L’IRRESISTIBILE AVANZATA DEI NONLUOGHI

di Roberto PECCHIOLI

Viaggiare è concetto assai diverso dal fare turismo. Attiene alla categoria dell’osservazione di chi guarda oltre la meta, cerca di comprendere luoghi, persone, situazioni lungo l’itinerario, riflette su ciò che vede e nei limiti del possibile esprime un giudizio informato. Chi si metta in viaggio in Italia animato da spirito di conoscenza, vive due sentimenti prevalenti: la presa d’atto dell’avanzata irresistibile della bruttezza e l’enorme quantità di non-luoghi che incontra nel cammino. Non sappiamo come il principe Myshkin di Fedor Dostoevskij immaginasse la bellezza salvatrice del mondo, ma certo la bruttezza da cui siamo circondati contribuisce grandemente a peggiorarlo, a partire da attitudini e comportamenti dell’uomo medio. La grande bruttezza sradica, abitua al peggio, diseduca, fa guardare verso il basso, mette a tacere lo spirito. Dissecca l’anima.

La perdita di senso, l’assenza di identità personale e collettiva è perfettamente simboleggiata dal concetto di non-luogo. Il termine fu introdotto nel 1992 dall’antropologo e pensatore francese Marc Augé per designare gli spazi e i siti anonimi, privi di storia, staccati da qualunque tradizione, dovunque uguali a se stessi, stazioni, aeroporti, centri commerciali, autogrill, svincoli stradali, accomunati da uno schiacciante anonimato sino alla disumanizzazione, una soffocante riproduzione in serie disegnata da un architetto collettivo all’unico scopo di essere utilizzati, attraversati, fruiti e consumati da folle anonime eterodirette.

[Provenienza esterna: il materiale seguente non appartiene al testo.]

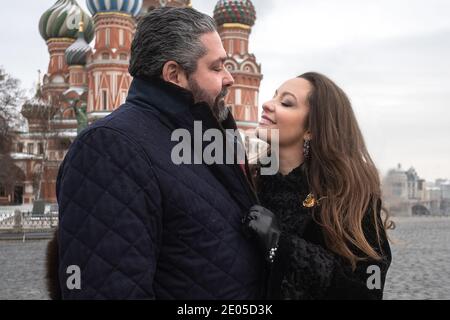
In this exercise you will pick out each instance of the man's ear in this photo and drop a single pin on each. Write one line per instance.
(174, 73)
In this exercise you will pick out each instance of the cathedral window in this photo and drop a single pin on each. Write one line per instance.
(104, 100)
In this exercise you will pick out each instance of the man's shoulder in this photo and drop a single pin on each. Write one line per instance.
(128, 121)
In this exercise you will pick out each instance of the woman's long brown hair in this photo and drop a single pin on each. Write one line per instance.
(341, 172)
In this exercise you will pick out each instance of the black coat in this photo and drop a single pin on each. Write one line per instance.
(140, 226)
(304, 268)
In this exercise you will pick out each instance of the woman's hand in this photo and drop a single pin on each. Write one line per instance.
(263, 224)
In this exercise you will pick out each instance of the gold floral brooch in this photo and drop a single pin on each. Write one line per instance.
(311, 201)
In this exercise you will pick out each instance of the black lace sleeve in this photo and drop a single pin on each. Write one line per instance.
(304, 270)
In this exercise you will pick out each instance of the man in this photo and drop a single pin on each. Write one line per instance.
(134, 225)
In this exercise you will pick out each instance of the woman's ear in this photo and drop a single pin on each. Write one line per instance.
(174, 73)
(307, 135)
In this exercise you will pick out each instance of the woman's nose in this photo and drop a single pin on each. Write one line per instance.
(268, 106)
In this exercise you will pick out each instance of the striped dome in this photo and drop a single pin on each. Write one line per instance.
(76, 54)
(62, 21)
(235, 11)
(126, 6)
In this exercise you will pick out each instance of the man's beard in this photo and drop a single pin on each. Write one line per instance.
(217, 104)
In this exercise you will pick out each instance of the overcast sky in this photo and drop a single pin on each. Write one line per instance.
(392, 57)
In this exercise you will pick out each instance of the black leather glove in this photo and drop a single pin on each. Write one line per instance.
(262, 223)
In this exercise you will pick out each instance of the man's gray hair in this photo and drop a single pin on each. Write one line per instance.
(169, 34)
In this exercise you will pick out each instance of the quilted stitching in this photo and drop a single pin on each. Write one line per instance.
(132, 220)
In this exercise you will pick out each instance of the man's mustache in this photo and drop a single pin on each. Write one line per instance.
(222, 94)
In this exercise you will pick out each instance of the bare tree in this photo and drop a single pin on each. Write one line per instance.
(11, 97)
(41, 113)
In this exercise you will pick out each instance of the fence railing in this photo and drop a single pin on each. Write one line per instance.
(25, 221)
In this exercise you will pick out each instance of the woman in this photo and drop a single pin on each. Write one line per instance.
(326, 238)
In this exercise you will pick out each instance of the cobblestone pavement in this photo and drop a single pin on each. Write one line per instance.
(420, 268)
(22, 269)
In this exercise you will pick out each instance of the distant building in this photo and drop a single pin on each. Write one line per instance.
(84, 83)
(406, 194)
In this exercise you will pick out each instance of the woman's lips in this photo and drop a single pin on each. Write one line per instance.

La sensazione è di essere circondati dai non-luoghi, e che essi stiano avanzando in maniera travolgente, trasformandosi nel principale elemento del panorama. Crescono in maniera informe, metastasi, rizomi che si gonfiano e tracimano da ogni lato. Nuovi non-luoghi sono i chilometri di strade che circondano quasi tutti i centri urbani. Sino a qualche decennio fa, c’erano campi, orti, case rurali, ville e rare attività industriali, oggi è un continuum di centri commerciali e capannoni industriali, non di rado svuotati dalla crisi industriale, intervallati da zone di abitazione che non ci sentiamo di definire residenziali, non quartieri o contrade, ma macchie, dormitori senz’anima. Le costruzioni sono prive di qualsiasi bellezza o ornamento, portando alle estreme conseguenze la pessima lezione viennese di Adolf Loos, secondo cui l’architettura è diretta espressione della cultura dei popoli, pervasa dal bisogno morale di eliminare ogni ornamento di stile, che rappresenta la mancanza del passato, la rottura definitiva con “prima”.

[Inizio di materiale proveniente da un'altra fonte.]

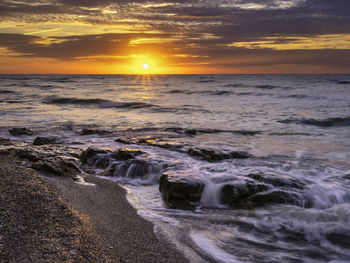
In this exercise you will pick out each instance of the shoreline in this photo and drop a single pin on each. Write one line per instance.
(117, 225)
(115, 231)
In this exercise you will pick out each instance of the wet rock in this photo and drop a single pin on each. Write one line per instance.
(102, 159)
(126, 154)
(182, 131)
(29, 154)
(93, 131)
(180, 192)
(21, 131)
(277, 180)
(236, 195)
(214, 156)
(278, 196)
(135, 168)
(57, 166)
(5, 142)
(45, 140)
(124, 141)
(191, 132)
(90, 155)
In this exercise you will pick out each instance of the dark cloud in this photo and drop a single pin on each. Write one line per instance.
(202, 28)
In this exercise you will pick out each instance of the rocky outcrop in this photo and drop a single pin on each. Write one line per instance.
(21, 131)
(263, 190)
(151, 142)
(214, 156)
(45, 140)
(103, 158)
(123, 163)
(85, 132)
(236, 194)
(136, 168)
(91, 155)
(180, 192)
(57, 166)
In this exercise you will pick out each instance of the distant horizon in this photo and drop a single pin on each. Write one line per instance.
(173, 74)
(178, 37)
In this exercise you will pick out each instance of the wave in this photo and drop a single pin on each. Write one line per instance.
(101, 103)
(204, 92)
(341, 82)
(6, 91)
(296, 96)
(234, 85)
(330, 122)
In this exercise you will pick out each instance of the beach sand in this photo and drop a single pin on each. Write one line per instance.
(54, 219)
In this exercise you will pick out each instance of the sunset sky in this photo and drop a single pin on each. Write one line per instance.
(175, 37)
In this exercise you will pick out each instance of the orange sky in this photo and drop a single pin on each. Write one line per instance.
(175, 37)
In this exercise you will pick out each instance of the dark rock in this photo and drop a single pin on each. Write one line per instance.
(214, 156)
(126, 154)
(57, 166)
(21, 131)
(45, 140)
(235, 195)
(90, 155)
(191, 132)
(180, 192)
(135, 168)
(125, 141)
(278, 196)
(102, 159)
(239, 155)
(5, 142)
(277, 180)
(93, 131)
(29, 154)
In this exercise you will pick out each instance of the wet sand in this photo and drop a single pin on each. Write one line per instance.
(126, 235)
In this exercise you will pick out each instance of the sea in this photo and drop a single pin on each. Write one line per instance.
(295, 128)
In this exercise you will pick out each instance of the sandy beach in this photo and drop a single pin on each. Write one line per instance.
(54, 219)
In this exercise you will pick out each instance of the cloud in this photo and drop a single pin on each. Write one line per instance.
(219, 33)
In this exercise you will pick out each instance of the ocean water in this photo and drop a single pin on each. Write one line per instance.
(295, 127)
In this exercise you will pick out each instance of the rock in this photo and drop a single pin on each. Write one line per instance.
(236, 194)
(90, 155)
(57, 166)
(180, 192)
(277, 180)
(126, 154)
(45, 140)
(5, 142)
(93, 131)
(102, 159)
(29, 154)
(124, 141)
(278, 196)
(239, 155)
(135, 168)
(191, 132)
(214, 156)
(21, 131)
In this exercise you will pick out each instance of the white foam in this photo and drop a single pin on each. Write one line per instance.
(209, 247)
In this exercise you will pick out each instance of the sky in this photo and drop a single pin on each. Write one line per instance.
(175, 37)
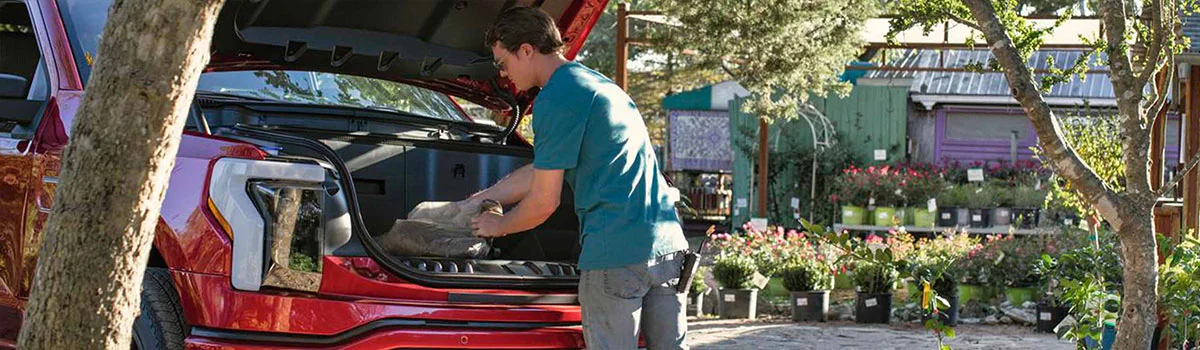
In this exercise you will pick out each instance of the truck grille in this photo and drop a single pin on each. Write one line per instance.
(497, 267)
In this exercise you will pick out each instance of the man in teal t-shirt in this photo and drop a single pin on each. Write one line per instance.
(591, 134)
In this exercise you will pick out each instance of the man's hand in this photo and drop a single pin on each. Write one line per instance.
(489, 225)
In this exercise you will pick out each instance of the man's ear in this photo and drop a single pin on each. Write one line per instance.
(527, 49)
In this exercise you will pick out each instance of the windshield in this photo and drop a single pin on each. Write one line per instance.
(84, 20)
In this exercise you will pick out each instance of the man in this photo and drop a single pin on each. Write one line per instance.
(591, 134)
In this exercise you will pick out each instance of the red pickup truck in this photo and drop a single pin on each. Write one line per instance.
(317, 125)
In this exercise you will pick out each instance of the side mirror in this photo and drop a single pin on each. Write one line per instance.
(12, 86)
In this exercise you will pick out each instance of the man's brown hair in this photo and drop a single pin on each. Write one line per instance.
(521, 25)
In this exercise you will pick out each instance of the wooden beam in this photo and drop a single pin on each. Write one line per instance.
(761, 210)
(622, 44)
(1191, 132)
(1158, 137)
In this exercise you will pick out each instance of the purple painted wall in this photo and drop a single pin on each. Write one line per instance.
(972, 150)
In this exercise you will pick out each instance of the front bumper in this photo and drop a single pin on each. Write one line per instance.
(225, 318)
(396, 337)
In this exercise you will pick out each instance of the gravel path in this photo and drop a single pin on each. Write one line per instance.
(732, 335)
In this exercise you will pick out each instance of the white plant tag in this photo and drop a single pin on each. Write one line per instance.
(975, 174)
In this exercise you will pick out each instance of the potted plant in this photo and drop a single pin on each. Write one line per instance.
(738, 297)
(809, 283)
(921, 189)
(852, 193)
(934, 264)
(874, 260)
(979, 201)
(952, 207)
(874, 282)
(1027, 206)
(1019, 267)
(886, 194)
(1002, 204)
(696, 293)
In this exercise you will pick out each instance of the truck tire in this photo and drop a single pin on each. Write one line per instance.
(161, 324)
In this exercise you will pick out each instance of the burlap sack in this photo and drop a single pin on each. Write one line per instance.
(438, 229)
(450, 213)
(411, 237)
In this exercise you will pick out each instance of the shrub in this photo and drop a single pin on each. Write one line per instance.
(873, 277)
(954, 197)
(735, 271)
(807, 276)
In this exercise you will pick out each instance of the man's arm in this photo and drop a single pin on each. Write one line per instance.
(510, 189)
(539, 203)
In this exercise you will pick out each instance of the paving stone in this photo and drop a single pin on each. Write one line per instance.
(737, 335)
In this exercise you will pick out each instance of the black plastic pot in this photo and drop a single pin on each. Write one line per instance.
(1001, 216)
(963, 217)
(1049, 317)
(738, 303)
(696, 305)
(1069, 219)
(1026, 217)
(873, 308)
(981, 218)
(947, 217)
(948, 317)
(810, 306)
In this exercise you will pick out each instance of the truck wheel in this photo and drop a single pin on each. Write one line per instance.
(161, 324)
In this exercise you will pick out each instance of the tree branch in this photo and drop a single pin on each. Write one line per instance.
(1155, 49)
(1062, 158)
(1187, 168)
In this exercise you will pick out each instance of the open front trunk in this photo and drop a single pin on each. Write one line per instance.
(391, 175)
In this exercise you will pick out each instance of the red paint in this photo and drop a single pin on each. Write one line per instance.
(429, 338)
(209, 301)
(354, 290)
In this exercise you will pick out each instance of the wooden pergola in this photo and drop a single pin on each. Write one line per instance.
(1171, 215)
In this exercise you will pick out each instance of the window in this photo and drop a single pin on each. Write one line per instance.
(997, 127)
(23, 83)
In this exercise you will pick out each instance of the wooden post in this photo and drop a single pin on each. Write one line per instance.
(1191, 149)
(1158, 138)
(761, 210)
(622, 44)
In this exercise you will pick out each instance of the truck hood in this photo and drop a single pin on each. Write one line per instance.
(430, 43)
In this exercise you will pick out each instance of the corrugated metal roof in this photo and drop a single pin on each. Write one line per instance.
(1192, 30)
(1095, 86)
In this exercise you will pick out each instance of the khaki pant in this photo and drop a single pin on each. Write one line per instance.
(621, 302)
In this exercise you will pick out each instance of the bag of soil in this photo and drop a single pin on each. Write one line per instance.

Ognuno edifica come gli aggrada: di qui la prevalenza del parallelepipedo e del cubo, ma anche trapezi, rombi, losanghe, il grigio del cemento a unificare, intristendolo, il paesaggio cromatico. Per contrasto, spiccano i colori abbaglianti e la grafica aggressiva di insegne e luci, destinate all’attenzione dell’ex viandante, ora consumatore e turista, con prevalenza di denominazioni in un inglese elementare, omaggio alla globalizzazione che impone l’identico, spacciato per internazionalità, cosmopolitismo avanzato contrapposto al vecchio che scompare. In realtà, più che sparire, le vestigia del passato, testimoni sgraditi dell’odiernità trionfante, vengono inghiottite, fuse per incorporazione forzata, oppure lasciate morire lentamente.

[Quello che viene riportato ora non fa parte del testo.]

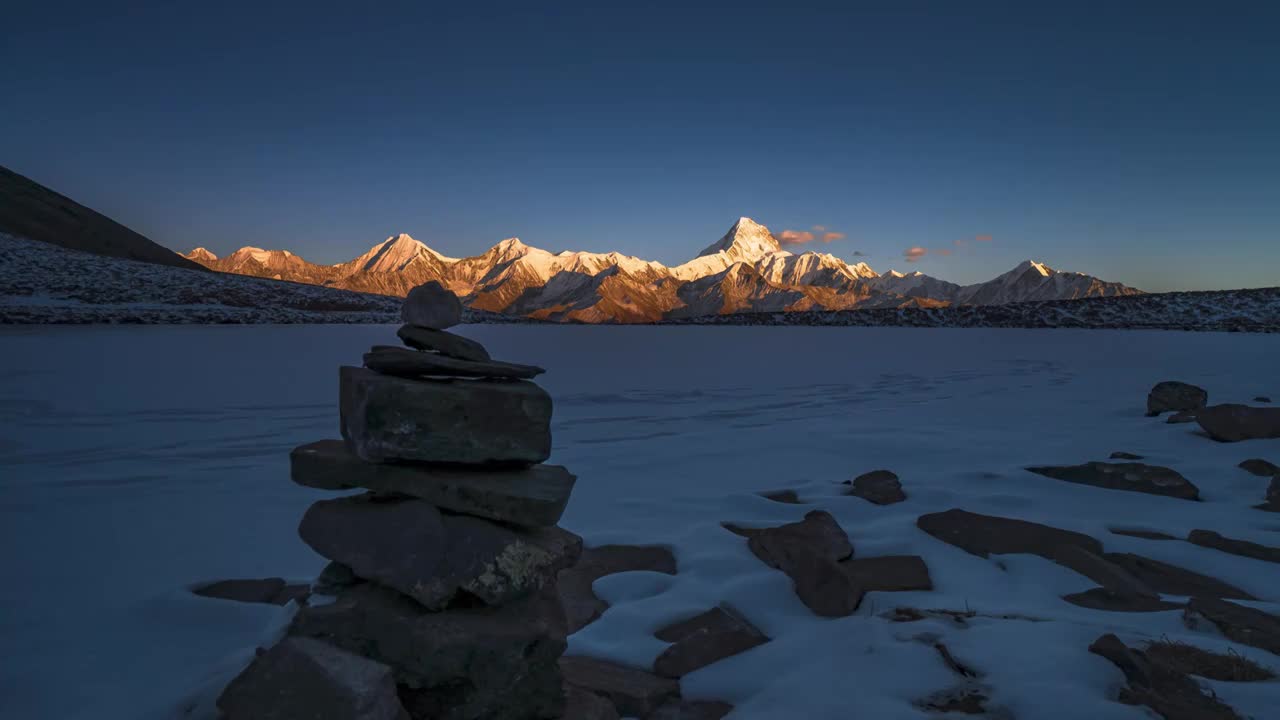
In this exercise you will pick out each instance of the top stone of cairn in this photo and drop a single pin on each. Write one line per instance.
(432, 305)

In Italia, si tratta di tessuti urbani pregevoli, organici, comunque dignitosi, vari, bene inseriti nel paesaggio circostante, il segno distintivo di quell’antica civiltà urbana delle mille città della nostra nazione, ciascuno con una sua specificità, un tratto, un carattere che lo rendeva unico, riconoscibile all’interno di una cultura condivisa. I luoghi del potere- spirituale e temporale- quelli del commercio e del lavoro, le piazze dove ci si incontra, si discute, i giardini, le vie e le case di abitazione delle varie classi sociali, tutte con un loro decoro complessivo. Città, paesi che erano un “segno”, un piccolo o grande universo vissuto da comunità che vi si identificavano, un ambiente che diventava naturalmente il prolungamento di se stessi, l’habitat ereditato da arricchire con l’apporto della sensibilità e del lavoro della propria generazione.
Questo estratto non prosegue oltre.